While I wouldn’t call myself a hardcore racing game fan, I do dip my toe in the genre from time to time. I gravitate more towards the arcade side of the genre with the Burnout series being a particular favorite of mine. However, even this side of the genre has gotten a bit too traditional for my tastes as I haven’t gotten a great new futuristic or sci-fi racer to satisfy my tastes in a while. F-Zero and Wipeout have been the front-runners for a while, but haven’t given gamers anything truly new to be excited about. Futuristic racers need a resurgence, and I believe I have the answer in an old contender that never got its due. It is time for a new Extreme-G game.
Originally developed by Probe Entertainment and published by Acclaim, the Extreme-G series started on the Nintendo 64 back in 1997. The most recent release was in 2003 as the 4th game in the franchise, XGRA: Extreme G Racing Association, was released for the Xbox, Gamecube, and PlayStation 2. Personally, my experience was focused on Extreme-G for the N64 and XG3 for the PS2 while my nostalgia for the series definitely pulls from the Nintendo 64 entry. Acclaim has since gone bankrupt and ownership of the franchise currently resides with Throwback Entertainment who picked up a handful of Acclaim franchise at the time. (Wikipedia) Franchise rights aside, allow me to lay out my vision for a new Extreme-G racing game.
See the speed of the future
Futuristic racing games shine in high definition.
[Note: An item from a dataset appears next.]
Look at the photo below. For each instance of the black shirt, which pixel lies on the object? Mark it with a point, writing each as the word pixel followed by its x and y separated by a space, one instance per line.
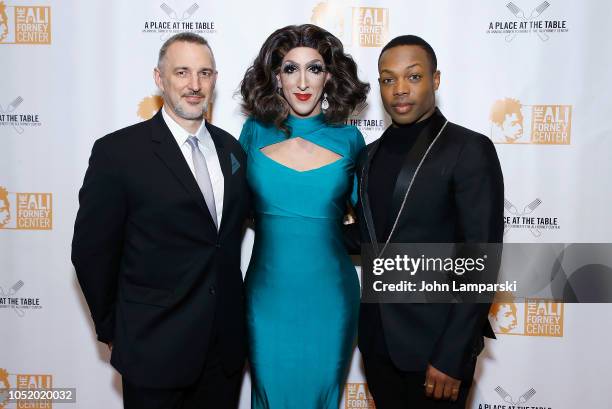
pixel 395 144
The first game I jumped to to flex the graphics power of my PS3 on my brand new 1080p TV was Wipeout HD. Running at a crisp 60 frames-per-second, it is a sight to behold. Extreme-G pushed the boundaries of the Nintendo 64 and, at the same time, pushed my imagination to fill in the foggy gaps of what the game was really trying to show me. Extreme-G was one of the first games to convey a true sense of speed to me as a player that became benchmark experience for me for years. Since then Criterion’s racing games have arguably been the best at capturing the sense of an insane amounts of speed while allowing to the player to feel in control (at least slightly) of their vehicle. While control and handling is another issue entirely, utilizing a powerful graphics engine focused on style, speed, and a high framerate would allow for a new Extreme-G to both be and feel like the fastest race around.
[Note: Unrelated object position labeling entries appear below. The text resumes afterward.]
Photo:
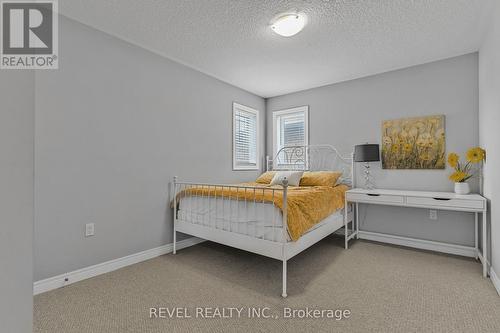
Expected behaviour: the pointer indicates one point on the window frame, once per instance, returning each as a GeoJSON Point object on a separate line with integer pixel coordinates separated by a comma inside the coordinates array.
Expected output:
{"type": "Point", "coordinates": [239, 107]}
{"type": "Point", "coordinates": [276, 117]}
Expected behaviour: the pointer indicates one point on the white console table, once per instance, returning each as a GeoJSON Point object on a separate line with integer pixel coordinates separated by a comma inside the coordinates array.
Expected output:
{"type": "Point", "coordinates": [431, 200]}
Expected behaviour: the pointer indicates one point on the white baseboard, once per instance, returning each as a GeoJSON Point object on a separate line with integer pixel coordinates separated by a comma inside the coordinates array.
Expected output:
{"type": "Point", "coordinates": [108, 266]}
{"type": "Point", "coordinates": [495, 279]}
{"type": "Point", "coordinates": [419, 243]}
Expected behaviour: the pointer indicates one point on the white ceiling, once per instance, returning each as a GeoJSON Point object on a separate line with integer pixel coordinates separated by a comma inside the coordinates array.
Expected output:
{"type": "Point", "coordinates": [344, 39]}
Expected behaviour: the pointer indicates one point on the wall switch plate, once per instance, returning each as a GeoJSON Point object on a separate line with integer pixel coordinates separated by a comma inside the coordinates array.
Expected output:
{"type": "Point", "coordinates": [89, 229]}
Now, back to those controls. Extreme-G needs to walk a fine line of risk and reward when it comes to handling these futuristic cycles. The players should just barely feel in control of the vehicle. While the most skilled racers should be able to navigate the courses at ridiculous speeds, at top speed the vehicle should have a constant threat of careening dramatically out of control. The player will need to choose between more speed and more risk versus more control and finding environmental rewards like power-ups, weapons and shortcuts. At slow speeds these vehicles will turn on a dime, but at high speeds every turn needs to be precisely planned out. Skill should feel thrilling, and mistakes should be just as punishing.
Extreme-G races need to embrace two separate leagues: the speed league and the battle league. While power-ups and weapons exist in both leagues, the speed league’s weaponry focuses entirely on sapping the energy (speed) from opponents vehicles to power-up (speed up) your own. Crashes in both leagues are dramatic and will take place over an enormous distance, as wrecking at speeds that would be the envy of today’s aircraft will not be pretty. The battle league needs to include races and battle arenas featuring various weaponry like missiles, lasers, and light-cycle inspired walls. Some battles are purely free-for-all survival battles and races, while others may include teamwork of trying to catch opposing vehicles that are attempting to escape.
The cycles of Extreme-G should remain the focus, as should the long roller coaster-inspired track design. That isn’t to say that Extreme-G shouldn’t branch out. Larger cycles, hovercraft, and even spacecraft will be able to enter into Extreme-G racing. Tracks will not only be road based, but hover vehicles will be able to race above volatile watery terrain. Up above, spacecraft will be engaged in daring asteroid belt races. All environments will include short cuts, multiple track layouts, multiple interactive set pieces that when timed right will benefit the racer who triggered the event or when timed wrong will punish him severely.
Want to win
All of these features are nothing without a sense of competition. Extreme-G will encourage both highly competitive solo time trial runs, and chaotic multiplayer races with plenty of means to derail your opponents as you take your chances when surging into the lead. As with any modern racing game, leaderboards, activity updates from your friends list, as well as ghost downloads of top racers are a must to encourage players to play events multiple times to improve their score and times.
The racing genre has stood the test of time, and continues to find unique ways to reinvent itself. It well overdue for the futuristic racing games to once again push the genre and these new features to their limits. While other franchises have had their chance to take the genre to the creative limits that inspired their creation, a new Extreme-G would not only fulfill on the promise of the original franchise but would serve well to shake up the genre all together.